Celle-ci couvre en outre un certain nombre de gènes, qui ne sont pas essentiels à la réplication de la bactérie, ce qui pourrait avoir des implications paradoxales. "Si quelqu'un crée un autre microbe en supprimant ces mêmes gènes, le Venter Institute le poursuivra-t-il pour violation de brevet ?", s'interroge l'ETC Group.
GÉNOME MINIMAL
Mycoplasma laboratorium est l'aboutissement d'années de recherche. Dès 1999, Craig Venter évoquait son rêve de synthétiser la vie en s'inspirant d'organismes vivants. En l'occurrence, Mycoplasma genitalium, une bactérie des voies génitales, au génome très petit (517 gènes). L'idée était d'inactiver une partie de ses gènes, afin de déterminer ceux qui étaient essentiels à sa réplication. Ce génome minimal (entre 265 et 350 gènes) serait ensuite synthétisé pour être introduit dans l'enveloppe d'une bactérie dont le propre matériel génétique aurait été préalablement extrait. Un pas supplémentaire étant d'insérer quelques gènes choisis afin d'utiliser cette machine biologique pour produire, par exemple, des biocarburants.
Le Venter Institute y est-il parvenu ? C'est ce que laisse entendre la demande de brevet. La synthèse en 2003 d'un virus fonctionnel, PhiX174, par Craig Venter et Hamilton Smith, laisse peu de doutes sur leurs capacités. L'ETC Group estime cependant que les termes employés suggèrent "que les chercheurs n'avaient probablement pas obtenu un organisme fonctionnant pleinement à la date de la demande, en octobre 2006".
Dans un entretien publié par Newsweek le 4 juin, Craig Venter estimait que "si nous n'arrivons à rien de substantiel dans les cinq prochaines années, c'est probablement que nous faisons fausse route". Mais, à l'inverse, une bactérie capable de se substituer au pétrole rapporterait des milliards de dollars, suggérait-il.
"Synthétiser une bactérie fonctionnelle est un projet scientifique intéressant en soi, un objectif légitime", commente Axel Kahn (Institut Cochin).

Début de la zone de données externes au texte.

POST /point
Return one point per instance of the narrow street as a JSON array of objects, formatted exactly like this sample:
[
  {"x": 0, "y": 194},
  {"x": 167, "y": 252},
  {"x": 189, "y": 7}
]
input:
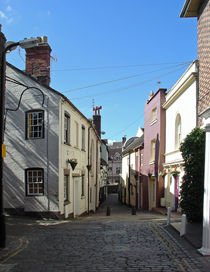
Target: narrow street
[{"x": 119, "y": 242}]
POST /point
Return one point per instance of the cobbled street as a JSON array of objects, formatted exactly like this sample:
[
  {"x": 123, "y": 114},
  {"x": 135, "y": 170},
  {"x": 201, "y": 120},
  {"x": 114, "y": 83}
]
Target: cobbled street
[{"x": 119, "y": 242}]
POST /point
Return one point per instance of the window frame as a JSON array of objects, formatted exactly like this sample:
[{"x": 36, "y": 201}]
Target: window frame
[
  {"x": 27, "y": 188},
  {"x": 67, "y": 131},
  {"x": 152, "y": 150},
  {"x": 83, "y": 137},
  {"x": 154, "y": 115},
  {"x": 66, "y": 188},
  {"x": 76, "y": 134},
  {"x": 27, "y": 137},
  {"x": 178, "y": 131},
  {"x": 82, "y": 186}
]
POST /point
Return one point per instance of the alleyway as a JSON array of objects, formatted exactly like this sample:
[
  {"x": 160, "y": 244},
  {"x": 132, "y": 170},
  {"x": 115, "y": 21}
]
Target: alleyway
[{"x": 119, "y": 242}]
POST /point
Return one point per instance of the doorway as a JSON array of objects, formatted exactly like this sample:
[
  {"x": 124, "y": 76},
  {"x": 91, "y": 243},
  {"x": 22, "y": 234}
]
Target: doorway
[
  {"x": 152, "y": 193},
  {"x": 76, "y": 196}
]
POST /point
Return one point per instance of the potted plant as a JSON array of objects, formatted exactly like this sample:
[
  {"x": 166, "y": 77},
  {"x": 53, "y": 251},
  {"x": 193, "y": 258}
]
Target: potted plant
[
  {"x": 175, "y": 172},
  {"x": 73, "y": 163}
]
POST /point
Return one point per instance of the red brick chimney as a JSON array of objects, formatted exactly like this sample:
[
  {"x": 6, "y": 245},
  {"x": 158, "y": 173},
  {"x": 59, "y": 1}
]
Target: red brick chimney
[{"x": 38, "y": 61}]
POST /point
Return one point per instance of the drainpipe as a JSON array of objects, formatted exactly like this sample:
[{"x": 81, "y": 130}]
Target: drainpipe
[
  {"x": 88, "y": 168},
  {"x": 47, "y": 151}
]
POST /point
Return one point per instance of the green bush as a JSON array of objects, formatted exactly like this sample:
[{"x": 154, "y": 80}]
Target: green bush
[{"x": 193, "y": 153}]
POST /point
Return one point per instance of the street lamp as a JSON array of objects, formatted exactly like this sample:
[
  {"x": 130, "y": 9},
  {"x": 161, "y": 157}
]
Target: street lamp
[{"x": 26, "y": 43}]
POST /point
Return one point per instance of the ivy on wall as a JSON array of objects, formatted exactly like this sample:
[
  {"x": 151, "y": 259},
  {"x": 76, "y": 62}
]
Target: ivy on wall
[{"x": 193, "y": 153}]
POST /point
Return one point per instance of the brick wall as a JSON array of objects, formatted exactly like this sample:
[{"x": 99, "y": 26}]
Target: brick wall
[{"x": 204, "y": 56}]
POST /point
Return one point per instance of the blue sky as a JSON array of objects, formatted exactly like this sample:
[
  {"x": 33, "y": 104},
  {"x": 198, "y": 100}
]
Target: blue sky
[{"x": 138, "y": 45}]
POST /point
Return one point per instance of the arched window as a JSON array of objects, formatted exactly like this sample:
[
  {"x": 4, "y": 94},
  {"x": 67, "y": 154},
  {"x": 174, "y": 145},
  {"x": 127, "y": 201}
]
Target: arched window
[{"x": 178, "y": 131}]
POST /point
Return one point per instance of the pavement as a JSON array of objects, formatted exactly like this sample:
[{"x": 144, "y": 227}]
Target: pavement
[{"x": 121, "y": 241}]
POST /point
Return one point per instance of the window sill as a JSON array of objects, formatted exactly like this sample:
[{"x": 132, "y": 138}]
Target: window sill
[
  {"x": 152, "y": 162},
  {"x": 153, "y": 122},
  {"x": 67, "y": 144}
]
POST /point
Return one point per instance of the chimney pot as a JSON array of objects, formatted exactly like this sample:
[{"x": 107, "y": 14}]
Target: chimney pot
[{"x": 38, "y": 61}]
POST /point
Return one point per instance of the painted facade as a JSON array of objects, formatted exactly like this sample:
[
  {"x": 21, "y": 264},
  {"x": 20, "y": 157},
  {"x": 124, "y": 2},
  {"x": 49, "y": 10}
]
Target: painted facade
[
  {"x": 114, "y": 163},
  {"x": 44, "y": 137},
  {"x": 130, "y": 183},
  {"x": 154, "y": 149},
  {"x": 201, "y": 10},
  {"x": 181, "y": 118}
]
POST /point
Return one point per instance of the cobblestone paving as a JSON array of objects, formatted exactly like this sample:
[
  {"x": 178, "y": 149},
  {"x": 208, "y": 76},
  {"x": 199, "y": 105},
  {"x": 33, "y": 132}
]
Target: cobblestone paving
[{"x": 106, "y": 245}]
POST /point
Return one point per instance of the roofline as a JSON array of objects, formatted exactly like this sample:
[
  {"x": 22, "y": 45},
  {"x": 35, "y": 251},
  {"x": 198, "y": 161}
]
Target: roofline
[
  {"x": 58, "y": 93},
  {"x": 187, "y": 10}
]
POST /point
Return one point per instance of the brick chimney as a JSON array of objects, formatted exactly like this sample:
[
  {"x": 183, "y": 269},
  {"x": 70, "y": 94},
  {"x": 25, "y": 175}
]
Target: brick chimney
[
  {"x": 38, "y": 61},
  {"x": 97, "y": 119}
]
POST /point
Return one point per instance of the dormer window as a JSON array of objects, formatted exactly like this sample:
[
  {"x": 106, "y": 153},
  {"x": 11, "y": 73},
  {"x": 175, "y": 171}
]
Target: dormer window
[
  {"x": 154, "y": 115},
  {"x": 35, "y": 124}
]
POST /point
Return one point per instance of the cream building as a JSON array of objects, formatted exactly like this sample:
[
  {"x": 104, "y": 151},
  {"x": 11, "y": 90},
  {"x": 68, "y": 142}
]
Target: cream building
[
  {"x": 52, "y": 165},
  {"x": 181, "y": 118}
]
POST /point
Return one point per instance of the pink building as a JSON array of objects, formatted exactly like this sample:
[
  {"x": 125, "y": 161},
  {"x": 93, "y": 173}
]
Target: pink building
[{"x": 154, "y": 149}]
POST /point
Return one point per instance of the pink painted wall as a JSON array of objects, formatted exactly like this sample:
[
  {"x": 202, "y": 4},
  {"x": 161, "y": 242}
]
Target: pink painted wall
[{"x": 154, "y": 131}]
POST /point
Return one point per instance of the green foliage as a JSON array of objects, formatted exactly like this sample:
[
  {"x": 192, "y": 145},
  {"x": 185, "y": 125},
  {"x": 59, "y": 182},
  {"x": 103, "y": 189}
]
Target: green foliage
[{"x": 193, "y": 153}]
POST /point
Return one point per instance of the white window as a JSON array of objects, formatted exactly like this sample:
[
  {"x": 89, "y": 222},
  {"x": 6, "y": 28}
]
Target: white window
[
  {"x": 83, "y": 137},
  {"x": 66, "y": 188},
  {"x": 141, "y": 164},
  {"x": 83, "y": 186},
  {"x": 90, "y": 194},
  {"x": 178, "y": 131},
  {"x": 35, "y": 124},
  {"x": 154, "y": 114},
  {"x": 34, "y": 181},
  {"x": 152, "y": 150},
  {"x": 118, "y": 170},
  {"x": 76, "y": 134},
  {"x": 66, "y": 128}
]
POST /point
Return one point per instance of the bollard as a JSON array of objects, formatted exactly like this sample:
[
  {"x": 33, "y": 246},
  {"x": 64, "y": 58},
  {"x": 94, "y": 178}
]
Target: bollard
[
  {"x": 169, "y": 216},
  {"x": 108, "y": 211},
  {"x": 133, "y": 211},
  {"x": 183, "y": 225}
]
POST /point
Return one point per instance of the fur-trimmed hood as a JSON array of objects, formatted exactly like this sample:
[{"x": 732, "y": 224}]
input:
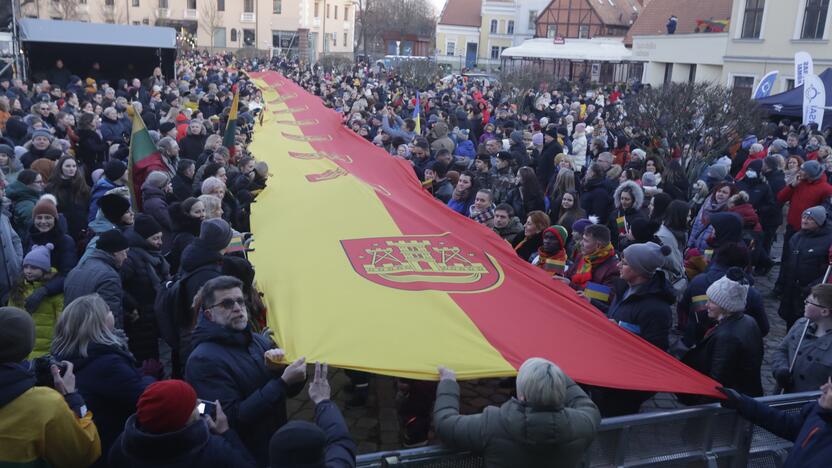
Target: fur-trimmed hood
[{"x": 637, "y": 191}]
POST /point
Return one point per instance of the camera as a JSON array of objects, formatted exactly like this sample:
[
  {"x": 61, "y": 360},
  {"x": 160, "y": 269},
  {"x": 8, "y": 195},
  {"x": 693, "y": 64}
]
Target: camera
[{"x": 42, "y": 367}]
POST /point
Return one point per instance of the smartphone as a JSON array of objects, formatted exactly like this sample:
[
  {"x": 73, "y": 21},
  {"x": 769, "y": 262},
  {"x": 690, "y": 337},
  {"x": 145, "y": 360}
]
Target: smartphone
[{"x": 207, "y": 408}]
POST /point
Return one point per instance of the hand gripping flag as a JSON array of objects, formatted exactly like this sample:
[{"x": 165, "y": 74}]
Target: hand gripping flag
[{"x": 365, "y": 270}]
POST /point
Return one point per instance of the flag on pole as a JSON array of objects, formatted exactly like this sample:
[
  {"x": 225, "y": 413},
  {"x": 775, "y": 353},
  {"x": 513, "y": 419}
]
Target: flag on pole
[
  {"x": 417, "y": 114},
  {"x": 231, "y": 126},
  {"x": 143, "y": 157}
]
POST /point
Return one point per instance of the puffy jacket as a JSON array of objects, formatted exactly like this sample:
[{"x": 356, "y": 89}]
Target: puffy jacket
[
  {"x": 37, "y": 428},
  {"x": 228, "y": 365},
  {"x": 516, "y": 434},
  {"x": 813, "y": 364},
  {"x": 192, "y": 446},
  {"x": 97, "y": 273},
  {"x": 111, "y": 384},
  {"x": 731, "y": 354},
  {"x": 806, "y": 195},
  {"x": 645, "y": 310},
  {"x": 810, "y": 430},
  {"x": 45, "y": 316}
]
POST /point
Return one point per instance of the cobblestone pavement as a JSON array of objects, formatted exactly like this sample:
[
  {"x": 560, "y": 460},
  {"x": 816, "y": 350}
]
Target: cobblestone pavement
[{"x": 375, "y": 426}]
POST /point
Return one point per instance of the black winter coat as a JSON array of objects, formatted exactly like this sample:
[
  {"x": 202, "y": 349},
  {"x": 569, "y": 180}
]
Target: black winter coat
[
  {"x": 142, "y": 274},
  {"x": 596, "y": 199},
  {"x": 111, "y": 384},
  {"x": 228, "y": 365},
  {"x": 731, "y": 354},
  {"x": 646, "y": 310},
  {"x": 192, "y": 446}
]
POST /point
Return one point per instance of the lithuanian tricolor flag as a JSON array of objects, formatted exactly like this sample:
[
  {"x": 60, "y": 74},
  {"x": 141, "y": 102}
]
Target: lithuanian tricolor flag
[
  {"x": 231, "y": 126},
  {"x": 142, "y": 159},
  {"x": 363, "y": 269}
]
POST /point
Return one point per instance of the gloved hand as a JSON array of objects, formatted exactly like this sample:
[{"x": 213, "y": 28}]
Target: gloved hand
[
  {"x": 732, "y": 400},
  {"x": 153, "y": 368},
  {"x": 783, "y": 377},
  {"x": 34, "y": 300}
]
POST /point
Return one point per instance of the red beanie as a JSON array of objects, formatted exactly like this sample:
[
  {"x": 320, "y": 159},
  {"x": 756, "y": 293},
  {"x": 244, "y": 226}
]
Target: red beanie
[{"x": 166, "y": 406}]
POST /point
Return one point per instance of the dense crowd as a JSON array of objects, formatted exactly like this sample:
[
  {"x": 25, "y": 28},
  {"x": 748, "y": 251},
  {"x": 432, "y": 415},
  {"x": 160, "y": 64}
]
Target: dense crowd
[{"x": 134, "y": 333}]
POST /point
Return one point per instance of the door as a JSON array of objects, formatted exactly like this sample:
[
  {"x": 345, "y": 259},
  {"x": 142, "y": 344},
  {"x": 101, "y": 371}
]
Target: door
[{"x": 471, "y": 55}]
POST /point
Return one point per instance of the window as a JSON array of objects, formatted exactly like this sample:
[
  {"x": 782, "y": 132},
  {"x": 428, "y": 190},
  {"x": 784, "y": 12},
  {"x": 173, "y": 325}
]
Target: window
[
  {"x": 814, "y": 19},
  {"x": 743, "y": 85},
  {"x": 752, "y": 19},
  {"x": 248, "y": 38},
  {"x": 668, "y": 73},
  {"x": 551, "y": 31}
]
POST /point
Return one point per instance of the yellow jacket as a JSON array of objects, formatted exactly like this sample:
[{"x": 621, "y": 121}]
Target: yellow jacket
[
  {"x": 45, "y": 317},
  {"x": 38, "y": 429}
]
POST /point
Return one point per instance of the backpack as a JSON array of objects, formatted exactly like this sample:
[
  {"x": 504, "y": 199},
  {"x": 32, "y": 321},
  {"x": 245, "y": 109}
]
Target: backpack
[{"x": 171, "y": 304}]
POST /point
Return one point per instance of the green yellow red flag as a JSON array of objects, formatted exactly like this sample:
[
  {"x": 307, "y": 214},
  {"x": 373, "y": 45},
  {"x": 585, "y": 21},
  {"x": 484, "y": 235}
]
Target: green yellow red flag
[{"x": 362, "y": 268}]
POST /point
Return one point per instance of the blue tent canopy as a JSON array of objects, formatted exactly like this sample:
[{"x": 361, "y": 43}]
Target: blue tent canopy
[{"x": 790, "y": 103}]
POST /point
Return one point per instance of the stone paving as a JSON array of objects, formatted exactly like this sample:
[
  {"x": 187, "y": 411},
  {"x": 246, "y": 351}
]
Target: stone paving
[{"x": 375, "y": 426}]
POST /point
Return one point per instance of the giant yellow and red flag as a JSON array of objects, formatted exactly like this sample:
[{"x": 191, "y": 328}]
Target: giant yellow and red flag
[{"x": 363, "y": 269}]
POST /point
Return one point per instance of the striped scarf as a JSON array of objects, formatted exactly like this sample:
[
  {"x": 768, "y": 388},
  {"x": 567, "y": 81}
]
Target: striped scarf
[{"x": 583, "y": 273}]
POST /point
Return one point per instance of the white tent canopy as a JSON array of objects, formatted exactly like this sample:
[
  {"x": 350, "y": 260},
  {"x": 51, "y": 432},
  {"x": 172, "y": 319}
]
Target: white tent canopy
[{"x": 600, "y": 49}]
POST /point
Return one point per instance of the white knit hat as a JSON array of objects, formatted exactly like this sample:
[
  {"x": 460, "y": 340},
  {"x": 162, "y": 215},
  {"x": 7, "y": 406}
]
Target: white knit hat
[{"x": 729, "y": 292}]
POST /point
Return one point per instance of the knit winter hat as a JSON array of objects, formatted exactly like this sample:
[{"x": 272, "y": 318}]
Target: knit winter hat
[
  {"x": 113, "y": 206},
  {"x": 146, "y": 226},
  {"x": 812, "y": 169},
  {"x": 729, "y": 292},
  {"x": 111, "y": 241},
  {"x": 165, "y": 406},
  {"x": 17, "y": 334},
  {"x": 45, "y": 206},
  {"x": 39, "y": 257},
  {"x": 818, "y": 213},
  {"x": 559, "y": 232},
  {"x": 215, "y": 234},
  {"x": 298, "y": 444},
  {"x": 646, "y": 258},
  {"x": 114, "y": 169}
]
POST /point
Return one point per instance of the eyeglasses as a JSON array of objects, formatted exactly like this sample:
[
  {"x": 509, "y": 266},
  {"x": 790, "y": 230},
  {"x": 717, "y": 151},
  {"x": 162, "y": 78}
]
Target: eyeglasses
[{"x": 228, "y": 304}]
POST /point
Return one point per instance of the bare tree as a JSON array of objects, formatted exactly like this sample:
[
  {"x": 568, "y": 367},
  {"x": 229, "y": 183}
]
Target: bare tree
[
  {"x": 706, "y": 118},
  {"x": 210, "y": 18}
]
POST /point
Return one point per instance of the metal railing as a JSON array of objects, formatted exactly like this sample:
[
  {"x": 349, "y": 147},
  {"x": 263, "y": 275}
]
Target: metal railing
[{"x": 701, "y": 436}]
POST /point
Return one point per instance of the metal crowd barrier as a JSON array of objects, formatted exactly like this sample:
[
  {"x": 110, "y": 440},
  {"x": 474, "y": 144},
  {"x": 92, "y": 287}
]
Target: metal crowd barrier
[{"x": 701, "y": 436}]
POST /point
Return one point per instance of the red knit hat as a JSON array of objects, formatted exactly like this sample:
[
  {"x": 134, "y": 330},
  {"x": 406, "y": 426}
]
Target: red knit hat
[{"x": 166, "y": 406}]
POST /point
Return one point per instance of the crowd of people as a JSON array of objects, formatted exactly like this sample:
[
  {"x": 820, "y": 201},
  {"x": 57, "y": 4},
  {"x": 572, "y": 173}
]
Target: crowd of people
[{"x": 133, "y": 332}]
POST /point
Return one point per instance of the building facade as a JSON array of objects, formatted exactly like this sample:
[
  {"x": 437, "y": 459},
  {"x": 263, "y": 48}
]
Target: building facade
[{"x": 223, "y": 24}]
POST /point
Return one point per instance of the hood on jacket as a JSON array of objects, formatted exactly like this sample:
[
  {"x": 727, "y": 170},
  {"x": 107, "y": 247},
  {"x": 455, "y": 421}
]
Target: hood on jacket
[
  {"x": 196, "y": 255},
  {"x": 535, "y": 426},
  {"x": 15, "y": 379},
  {"x": 727, "y": 227},
  {"x": 638, "y": 194},
  {"x": 155, "y": 449}
]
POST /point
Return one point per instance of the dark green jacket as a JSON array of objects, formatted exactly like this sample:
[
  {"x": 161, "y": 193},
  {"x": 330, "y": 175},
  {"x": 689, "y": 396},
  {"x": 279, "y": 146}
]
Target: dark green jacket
[{"x": 516, "y": 434}]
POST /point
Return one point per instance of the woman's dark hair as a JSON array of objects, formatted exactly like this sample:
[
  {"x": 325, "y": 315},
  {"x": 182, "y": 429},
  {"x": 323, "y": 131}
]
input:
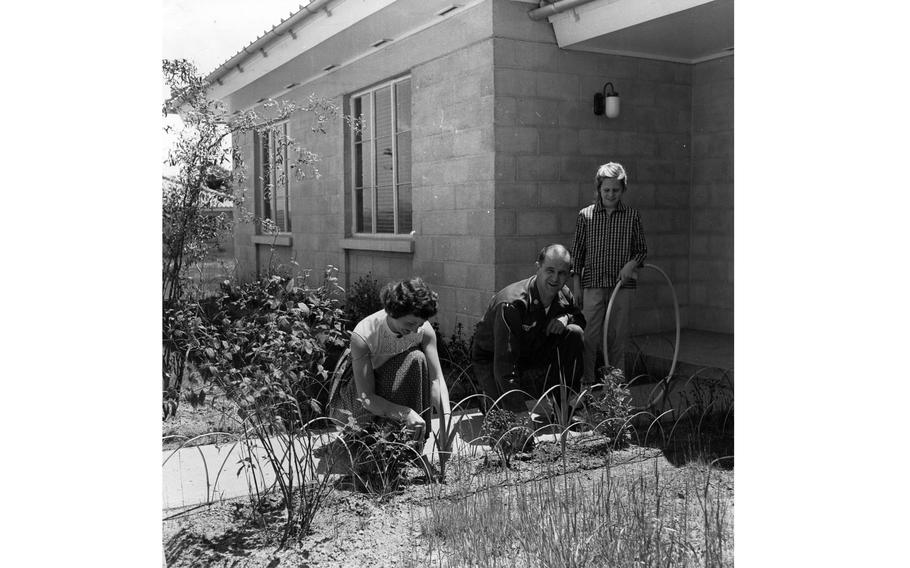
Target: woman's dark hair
[{"x": 409, "y": 297}]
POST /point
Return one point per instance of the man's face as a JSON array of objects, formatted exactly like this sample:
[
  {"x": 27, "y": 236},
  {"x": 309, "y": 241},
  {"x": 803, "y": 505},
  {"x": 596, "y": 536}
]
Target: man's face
[
  {"x": 610, "y": 191},
  {"x": 552, "y": 273}
]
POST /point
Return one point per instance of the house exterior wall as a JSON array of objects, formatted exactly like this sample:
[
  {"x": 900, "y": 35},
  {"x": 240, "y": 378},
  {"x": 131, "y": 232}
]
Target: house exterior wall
[
  {"x": 504, "y": 150},
  {"x": 549, "y": 144},
  {"x": 711, "y": 274},
  {"x": 451, "y": 71}
]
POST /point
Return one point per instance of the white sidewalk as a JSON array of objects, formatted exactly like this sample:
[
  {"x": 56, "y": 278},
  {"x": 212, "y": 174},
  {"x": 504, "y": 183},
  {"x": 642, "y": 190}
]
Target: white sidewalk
[{"x": 201, "y": 474}]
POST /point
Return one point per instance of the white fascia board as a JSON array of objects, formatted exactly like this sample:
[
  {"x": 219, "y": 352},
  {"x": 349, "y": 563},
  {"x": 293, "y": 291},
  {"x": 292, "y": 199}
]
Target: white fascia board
[
  {"x": 605, "y": 16},
  {"x": 313, "y": 31}
]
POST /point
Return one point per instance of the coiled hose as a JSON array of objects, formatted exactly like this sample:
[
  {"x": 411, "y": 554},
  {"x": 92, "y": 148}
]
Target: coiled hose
[{"x": 666, "y": 381}]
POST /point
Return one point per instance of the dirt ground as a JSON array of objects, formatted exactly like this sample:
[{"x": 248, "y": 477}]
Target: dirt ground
[{"x": 355, "y": 529}]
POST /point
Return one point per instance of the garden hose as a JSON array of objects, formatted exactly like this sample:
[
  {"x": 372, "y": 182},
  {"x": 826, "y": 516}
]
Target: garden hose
[{"x": 666, "y": 381}]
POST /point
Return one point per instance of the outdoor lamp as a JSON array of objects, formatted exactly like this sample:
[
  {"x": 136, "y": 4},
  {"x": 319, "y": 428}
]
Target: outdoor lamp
[{"x": 607, "y": 103}]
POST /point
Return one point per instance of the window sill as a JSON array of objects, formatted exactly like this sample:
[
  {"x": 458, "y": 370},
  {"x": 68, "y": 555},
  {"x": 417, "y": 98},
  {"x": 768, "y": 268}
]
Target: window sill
[
  {"x": 281, "y": 240},
  {"x": 403, "y": 243}
]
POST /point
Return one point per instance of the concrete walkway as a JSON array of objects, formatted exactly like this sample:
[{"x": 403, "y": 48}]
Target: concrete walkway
[{"x": 202, "y": 474}]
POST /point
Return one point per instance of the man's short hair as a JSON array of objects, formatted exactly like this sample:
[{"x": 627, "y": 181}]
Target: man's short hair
[
  {"x": 610, "y": 170},
  {"x": 409, "y": 297},
  {"x": 546, "y": 250}
]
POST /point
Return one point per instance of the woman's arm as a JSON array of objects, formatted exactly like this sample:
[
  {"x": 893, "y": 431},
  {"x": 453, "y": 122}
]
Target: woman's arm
[
  {"x": 366, "y": 387},
  {"x": 439, "y": 393}
]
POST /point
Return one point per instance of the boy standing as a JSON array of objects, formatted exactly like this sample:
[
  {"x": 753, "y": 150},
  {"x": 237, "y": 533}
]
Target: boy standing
[{"x": 609, "y": 247}]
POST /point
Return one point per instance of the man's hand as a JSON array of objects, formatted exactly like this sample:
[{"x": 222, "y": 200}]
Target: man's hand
[
  {"x": 628, "y": 273},
  {"x": 557, "y": 326},
  {"x": 414, "y": 422}
]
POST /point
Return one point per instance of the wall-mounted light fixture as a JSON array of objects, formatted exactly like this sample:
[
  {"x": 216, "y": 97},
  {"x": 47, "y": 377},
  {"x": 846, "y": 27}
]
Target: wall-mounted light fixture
[{"x": 607, "y": 103}]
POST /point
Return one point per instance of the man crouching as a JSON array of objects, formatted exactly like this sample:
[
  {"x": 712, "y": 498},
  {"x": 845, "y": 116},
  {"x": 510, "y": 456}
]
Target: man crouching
[{"x": 531, "y": 333}]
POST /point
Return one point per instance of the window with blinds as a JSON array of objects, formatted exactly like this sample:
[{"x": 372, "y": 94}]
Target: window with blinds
[
  {"x": 381, "y": 159},
  {"x": 271, "y": 146}
]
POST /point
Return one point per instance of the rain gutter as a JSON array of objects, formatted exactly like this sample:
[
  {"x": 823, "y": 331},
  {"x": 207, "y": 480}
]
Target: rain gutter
[
  {"x": 287, "y": 26},
  {"x": 558, "y": 7}
]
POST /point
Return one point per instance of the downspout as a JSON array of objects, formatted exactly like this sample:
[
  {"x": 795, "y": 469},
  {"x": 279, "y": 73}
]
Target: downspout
[
  {"x": 258, "y": 45},
  {"x": 547, "y": 10}
]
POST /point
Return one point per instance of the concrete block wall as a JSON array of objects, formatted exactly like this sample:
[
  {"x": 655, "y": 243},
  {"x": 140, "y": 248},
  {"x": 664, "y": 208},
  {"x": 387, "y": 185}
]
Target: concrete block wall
[
  {"x": 711, "y": 273},
  {"x": 549, "y": 144},
  {"x": 453, "y": 153}
]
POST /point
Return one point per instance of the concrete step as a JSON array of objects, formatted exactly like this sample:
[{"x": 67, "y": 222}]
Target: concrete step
[{"x": 702, "y": 381}]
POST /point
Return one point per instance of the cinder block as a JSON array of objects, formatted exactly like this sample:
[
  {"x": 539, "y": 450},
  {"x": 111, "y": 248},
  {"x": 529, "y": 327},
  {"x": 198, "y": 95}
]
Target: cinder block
[
  {"x": 558, "y": 194},
  {"x": 560, "y": 86},
  {"x": 515, "y": 82},
  {"x": 505, "y": 110},
  {"x": 474, "y": 195},
  {"x": 455, "y": 274},
  {"x": 516, "y": 140},
  {"x": 616, "y": 68},
  {"x": 538, "y": 112},
  {"x": 481, "y": 277},
  {"x": 514, "y": 249},
  {"x": 672, "y": 96},
  {"x": 479, "y": 222},
  {"x": 434, "y": 198},
  {"x": 536, "y": 222},
  {"x": 505, "y": 222},
  {"x": 516, "y": 195},
  {"x": 558, "y": 141},
  {"x": 672, "y": 196},
  {"x": 473, "y": 141},
  {"x": 504, "y": 168}
]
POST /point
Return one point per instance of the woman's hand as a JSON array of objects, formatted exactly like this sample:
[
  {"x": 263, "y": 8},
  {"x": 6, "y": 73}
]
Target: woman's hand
[{"x": 413, "y": 421}]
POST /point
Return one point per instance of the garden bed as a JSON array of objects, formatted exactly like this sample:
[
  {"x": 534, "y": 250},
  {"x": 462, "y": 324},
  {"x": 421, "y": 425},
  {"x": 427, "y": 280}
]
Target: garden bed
[{"x": 479, "y": 511}]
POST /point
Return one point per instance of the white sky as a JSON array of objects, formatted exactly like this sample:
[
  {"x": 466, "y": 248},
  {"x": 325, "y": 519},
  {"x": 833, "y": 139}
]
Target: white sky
[{"x": 208, "y": 32}]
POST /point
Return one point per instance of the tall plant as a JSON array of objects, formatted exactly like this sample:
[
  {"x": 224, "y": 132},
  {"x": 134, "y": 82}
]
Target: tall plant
[{"x": 209, "y": 171}]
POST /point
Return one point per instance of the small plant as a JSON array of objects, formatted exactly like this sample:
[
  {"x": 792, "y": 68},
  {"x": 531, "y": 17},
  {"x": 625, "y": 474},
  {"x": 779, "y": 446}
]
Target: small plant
[
  {"x": 455, "y": 358},
  {"x": 609, "y": 407},
  {"x": 507, "y": 435},
  {"x": 376, "y": 455},
  {"x": 362, "y": 299}
]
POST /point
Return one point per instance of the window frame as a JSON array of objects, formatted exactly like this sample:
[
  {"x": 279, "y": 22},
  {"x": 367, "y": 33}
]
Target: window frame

Quant à la breveter, le généticien français n'est "pas d'accord". Lui qui fut parmi les premiers à s'opposer au brevetage du vivant concède cependant que "cette croisade n'a pas fonctionné" et que, en outre, M. laboratorium répond aux critères d'inventivité requis. S'il n'a guère de compétiteurs en Europe, Craig Venter doit encore concrétiser son pari. "A un moment donné, il faudra passer de la biologie conceptuelle à la biologie expérimentale", note Axel Kahn, suggérant que cette dernière est la moins docile.